Last week the New York Times reported that a drug company, Turing Pharmaceuticals, had raised the price of one of its drugs from $13.50 a tablet to $750.
The drug, called Daraprim, is used to treat a deadly parasitic infection. It's been on the market for more than 60 years. So why did the price skyrocket overnight?
The Washington Post reported that the company’s 32-year-old CEO, Martin Shkreli, defended the price hike on Twitter, saying, "it's a great business decision that also benefits all of our stakeholders."
In other words, the company raised the drug's price because it was good for business.
The price increase – and Shkreli's defense of it – sparked outrage online. It also put a spotlight on how drug prices are set in America.
Drug prices today
In the United States, experts say, drug companies essentially have free reign to set prices. Those prices are generally based on what the market can bear.

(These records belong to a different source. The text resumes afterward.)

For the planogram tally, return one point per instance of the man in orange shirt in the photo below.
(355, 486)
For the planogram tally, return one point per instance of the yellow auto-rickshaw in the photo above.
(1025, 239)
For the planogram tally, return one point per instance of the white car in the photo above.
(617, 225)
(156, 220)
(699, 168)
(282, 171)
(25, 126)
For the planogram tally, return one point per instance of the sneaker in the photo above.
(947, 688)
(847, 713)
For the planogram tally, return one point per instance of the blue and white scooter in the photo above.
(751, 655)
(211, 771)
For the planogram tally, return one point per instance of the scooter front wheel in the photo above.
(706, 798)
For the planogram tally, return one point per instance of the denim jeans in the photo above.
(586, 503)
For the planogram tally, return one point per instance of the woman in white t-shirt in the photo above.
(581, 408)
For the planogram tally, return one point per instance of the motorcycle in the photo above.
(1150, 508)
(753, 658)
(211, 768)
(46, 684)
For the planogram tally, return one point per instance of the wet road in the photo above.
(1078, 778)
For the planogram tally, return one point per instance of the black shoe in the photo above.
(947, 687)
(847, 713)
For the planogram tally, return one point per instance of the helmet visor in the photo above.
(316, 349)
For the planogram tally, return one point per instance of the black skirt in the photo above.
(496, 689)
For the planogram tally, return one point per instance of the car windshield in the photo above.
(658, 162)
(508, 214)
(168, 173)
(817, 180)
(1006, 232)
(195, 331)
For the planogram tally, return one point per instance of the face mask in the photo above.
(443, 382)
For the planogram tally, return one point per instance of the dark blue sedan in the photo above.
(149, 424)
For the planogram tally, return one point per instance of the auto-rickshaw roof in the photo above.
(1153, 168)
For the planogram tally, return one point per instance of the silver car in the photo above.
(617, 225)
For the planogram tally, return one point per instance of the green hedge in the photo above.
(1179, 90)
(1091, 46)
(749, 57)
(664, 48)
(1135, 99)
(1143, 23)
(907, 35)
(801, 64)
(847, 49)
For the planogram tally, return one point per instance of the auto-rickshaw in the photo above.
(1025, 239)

The market, in this sense, is not consumers but intermediaries who buy large quantities of drugs, like insurance companies, employers and the government.
Some say this system is broken. Others, like Stuart Schweitzer, a professor of health policy and management at the UCLA Fielding School of Public Health, says this market works when competition spurs further innovation and keeps drugs priced fairly.
"A firm can not sell a drug at a high price because it was expensive to develop," Schweitzer explains. "A firm can only sell a drug at a high price if it works and if it works better than previous drugs."
In the case of Daraprim, though, there were no other competitors. That's why Turing was able to raise the drug's price for no reason other than profits, says Dr. Peter Bach, a doctor at Memorial Sloan Kettering Cancer Center in New York, who's focused on drug costs.
"You can buy up a very old drug and increase the price by 55-fold, purely for the purpose of making profits, and there's nothing in the system that will stop that behavior, except in this case, bad PR," Bach says.
I should note: This is not the way that drugs are priced in other countries.
In the United Kingdom, Canada and Australia, for example, governments view the pharmaceutical market as "essentially uncompetitive," Vox reported, and "set the price as part of a bureaucratic process."
But the kerfuffle over Daraprim is intensifying calls for reforms.
Just days after the news of Daraprim hit, Hillary Clinton announced a plan to curb the price of prescription drugs, as Vox reported. Some experts, including Dr. Bach of Memorial Sloan Kettering, are calling for a move toward a concept known as value-based pricing.
Bach explains the idea this way: With value-based pricing, he says, a drug that is better should cost more than a drug that is less good.
It's not a mysterious concept, says Schweitzer of USC.
"We as consumers do that anyway with everything else that we buy," he says. "We only buy things if we think it's worth it to us, and finally we're starting to think of that for pharmaceuticals."
This approach, Bach says, could help set prices that both our health system and consumers could afford. Meanwhile, it would still incentivize innovation in the drug industry because drug makers would be rewarded for developing better drugs that improve patients' lives.
What will it take to implement something like this? There are several challenges, one being that the definition of terms like "value" and "better" can be open to interpretation.
In response, Bach has developed a prototype – called DrugAbacus – that offers one way to find the value of a drug. The tool weighs different factors: A drug's price might increase based on how many additional years of life it provides, if it treats a rare disease and if it's novel; it might be lowered if the drug has serious side effects.
Another challenge could come from the Pharmaceutical Research and Manufacturers of America. In a written statement to KPCC, spokeswoman Holly Campbell says the concept of value is deeply personal and highly individualized, based on patients' conditions, genetics, treatment goals and quality of life preferences.
"As policy-makers consider proposals to link policy decisions to broad value assessments based on population averages, it is essential to ensure that these policies do not impede patient access to beneficial treatment options or interfere with physician-patient decision-making," she said in a statement.